Le président américain, pour sa part, ne semble avoir ni les capacités intellectuelles ni morales pour relever le défi que constitue la «désidéologisation», ce qui veut dire faire preuve de pragmatisme, in fine l'art du politique. Certes, c'est un nouveau venu dans le club des puissants qui n'a pas les dix-sept années d'expérience de Vladimir Poutine. Mais on ne peut qu'être frappé par le décalage préoccupant entre la grandiloquence de son discours à Varsovie sur la défense des valeurs et le vide abyssal de son contenu. Même s'il s'est fait applaudir au moment où il a loué les valeurs de la résistance et de l'héroïsme.
Mais quelles sont, au fait, les menaces auxquelles l'Occident serait confronté, comme la Pologne a été confrontée à deux armées d'occupation pendant la Deuxième Guerre mondiale ? L'islam ? Donald Trump ne l'a évoqué qu'une seule fois. La Russie ? Il l'a critiquée une fois pour son rôle en Ukraine et en Syrie. Mais pour le 45e président américain, la menace principale pesant sur l'Europe, ce sont «les puissances qui cherchent à éprouver notre volonté, à affaiblir notre confiance, à défier nos intérêts». La seule parmi ces «puissances» que Trump a nommée est celle de la «bureaucratie, qui sape la vitalité et la richesse du peuple». Faut-il conclure que si on perd confiance en soi, c'est à cause de «puissances» ? Qu'une résistance à la bureaucratie est comparable à l'Insurrection de Varsovie ? C'est bien évidemment du grand n'importe quoi, car l'évocation anxiogène de menaces non-définies et tous azimuts qui guetteraient l'héroïsme intrinsèque des peuples revient à ne rien dire.
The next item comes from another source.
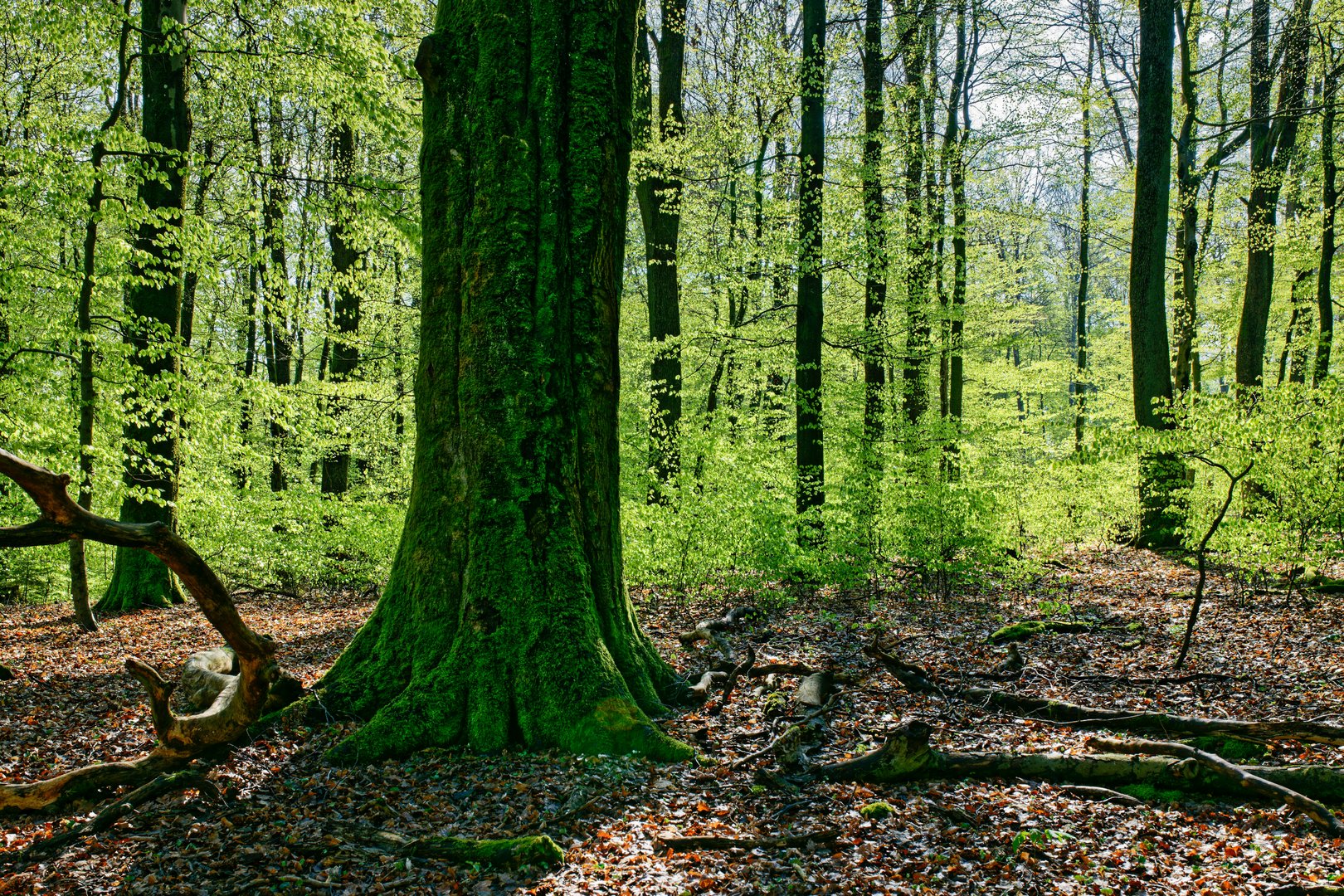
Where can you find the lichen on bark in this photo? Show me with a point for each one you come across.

La vantardise et la versatilité de Trump, qui étaient peut-être des atouts pendant la campagne électorale, lui sont absolument fatales en politique étrangère
Quel contraste avec la tonalité du sommet sino-russe qui s'est tenu à Moscou les 3 et 4 juillet, juste avant le G20 de Hambourg. Xi Jingping et Vladimir Poutine sont deux vieux pros de la politique qui ont géré et encouragé la désidéologisation de leurs pays respectifs. Certes, la brutalité et l'arbitraire du régime chinois restent choquants. Mais quand on regarde la façon dont les deux dirigeants règlent des problèmes spécifiques, comme celui de la Corée du Nord ou de l'approvisionnement énergétique, on a l'impression que ce sont deux personnes prudentes et fiables. Ces deux qualités manquent cruellement à Donald Trump dont les deux heures passées avec Poutine ne remplaceront pas les deux jours de Xi Jinping. Il est beaucoup trop tôt pour parler de la fin de la domination américaine, même face à la montée de cet axe sino-russe. Mais une chose est sûre : la vantardise et la versatilité de Trump, qui étaient peut-être des atouts pendant la campagne électorale, lui sont absolument fatales en politique étrangère.